Dorion said in the fall he’d been close last summer to getting Stone signed to a long-term contract, settled for a one-year deal for US$ 7.35-million, but expected to get him done in 2019 before he became a free agent.

After the Senators failed to sign Karlsson and traded him to San Jose, Dorion reassured the fan base:

“We will preserve a core group of veterans, good leaders, while tapping into the young, elite NHL talent that will embrace our culture, our character, our chemistry that we want to build in our locker room for the long haul.”

Much of that core has one foot out the door.

Veteran Bobby Ryan, one of the few recognizable names left on the roster, described the pre-game mood in New Jersey as “sombre.” No doubt. Then they went out and lost four-zip to a truly lousy Devils team.

It can’t be easy for Dorion, working for a man like Melnyk, who talks about “unprecedented success” while slashing payroll and hockey infrastructure.

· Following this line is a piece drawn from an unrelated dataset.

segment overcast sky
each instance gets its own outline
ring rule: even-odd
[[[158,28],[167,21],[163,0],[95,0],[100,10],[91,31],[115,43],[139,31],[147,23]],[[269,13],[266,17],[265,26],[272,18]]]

Dorion surely isn’t provided the resources he needs to keep his best players. But it felt like even Melnyk recognized the need – too late, of course – to put together a big offer to keep Stone.

Dorion has brought a lot of this on himself. It was his judgment in the fall of 2017 that the Senators team that was within a goal of reaching the Stanley Cup final in 2017, was a Duchene away from glory. (Analytics suggested otherwise, that the Senators were playing over their heads and a reckoning was due).

Now Duchene himself gets moved in the name of a “rebuild.” Or fire sale.


Reports indicate the Senators went hard after Stone with offers this past week, an eight-year deal and a five-year offer that would pay him in the $10 million per year range. That sort of urgency that might have landed Stone a month ago, or last summer.

And what does it say about the direction of the franchise when a homegrown beauty like Stone can’t see the value in staying with the team that drafted and developed him. The team that would offer him the ‘C’ on his jersey and the keys to the city.

In recent days, fans have taken to offering Stone incentives to stay.

The Ridge Rock Brewing Co. in Carp promised Stone “free beer for life” if he signed long-term with the Senators. Carp is a Stone’s throw northwest of Canadian Tire Centre.

Sometimes a guy knows he has to go. Like the guy before him and the guy before that.

Meanwhile, fans in Ottawa remain remarkably passionate, those who haven’t tuned out in apathy. They are calling the local hockey team a train wreck, a carcass to be picked over at the deadline by competitive teams. The Senators have some good young talent, but fans have grown too jaded to imagine them re-upping when their time comes. “What did we do to deserve this garbage?” asked one fan in a text to TSN1200, the station that broadcasts Senators games.

Many of the diminishing faithful in Ottawa see but one solution: a broom sweeping clean. New ownership, management, coaching staff. A brand new day.